Прокопович родился в 1681 году в семье, принадлежавшей к торговому сословию, и при крещении был назван Елеазаром. Воспитанием своим он был обязан своему дяде, ректору Киевской академии, Феофану Прокоповичу, по имени которого он и сам был впоследствии назван Феофаном. Дядя поместил его в Академию, где он учился отлично. Но Киевская академия не удовлетворяла его, и по окончании в ней философского курса он для продолжения своего образования отправился в польские училища, как сделал это несколько ранее и Стефан Яворский. Так как в эти училища принимали только тех из православных, которые соглашались сделаться униатами, то Прокопович принял унию и постригся в монахи в Битевском Базилианском монастыре с именем Елисея. Отсюда Прокопович был отправлен в Рим и поступил в миссионерскую Коллегию св. Афанасия. Здесь он прослушал курсы Аристотелевой философии и схоластического богословия. Иезуиты хотели воспитать в Прокоповиче ревностного католика, но трехлетнее пребывание его в Риме сопровождалось другими, совершенно противоположными последствиями. Изучивши дух католичества в самой его столице, строй католической церковной жизни и церковного управления (при нем происходило избрание папы Климента XI), Прокопович глубоко понял всю несостоятельность католицизма и все противоречие его духу Православной Церкви и, вместо приверженца, сделался самым жарким его противником.
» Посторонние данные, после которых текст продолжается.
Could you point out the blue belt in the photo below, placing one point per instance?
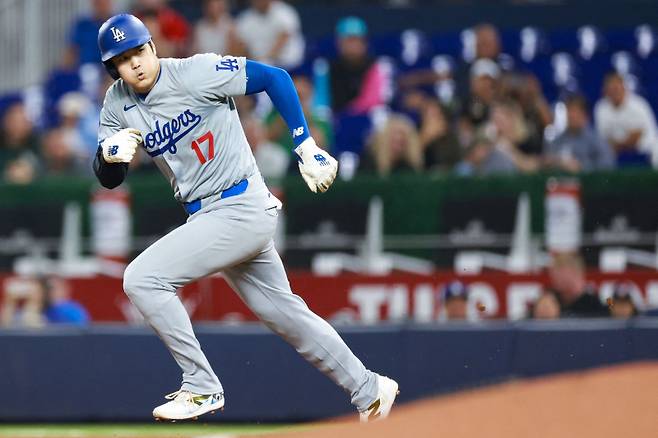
(238, 189)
По возвращении в Киев он был пострижен в монахи с именем Феофана и прошел в Академии последовательно одну за другою все ученые и административные должности, был учителем пиитики и риторики, философии, богословия, занимал должность префекта и ректора Академии. Почти по каждой из наук, которые он преподавал в Академии, были составлены им учебники. Так, будучи учителем поэзии, он составил «Пиитику», изданную Георгием Конисским в 1756 году и написал трагикомедию «Владимир», представленную студентами Академии в 1705 году. Преподавая риторику, он написал также учебник риторики на латинском языке. В этой риторике, между прочим, встречается следующее замечательное место, направленное против католических богословов и проповедников: «Не приводи мне свидетельств ни Фомы Аквината, ни Скотта, ни других нечестивой секты людей; ибо им не подтвердишь своего предмета, но осквернишь и речь и слух верного народа и священного собрания». Феофан советует оратору выбирать предметы для церковной кафедры из житий святых людей, особенно тех, которых произвела Россия, «чтобы узнали, наконец, пустейшие, благоговеющие только перед своими баснями, враги наши, что не бесплодны доблестию наше Отечество и наша вера, и чтобы перестали, наконец, укорять нас в скудости святыни». Если бы Феофан не попал в окружение Великого Реформатора – Петра I, то, может быть, эти добрые мысли его получили бы совсем иное развитие и направление. Но, к большому сожалению, огромные силы и способности Феофана были растрачены не столько на содействие преобразованиям Петра I, сколько на интриги, игру честолюбия и самолюбия, на борьбу за власть, несовместимую с его духовным саном и званием.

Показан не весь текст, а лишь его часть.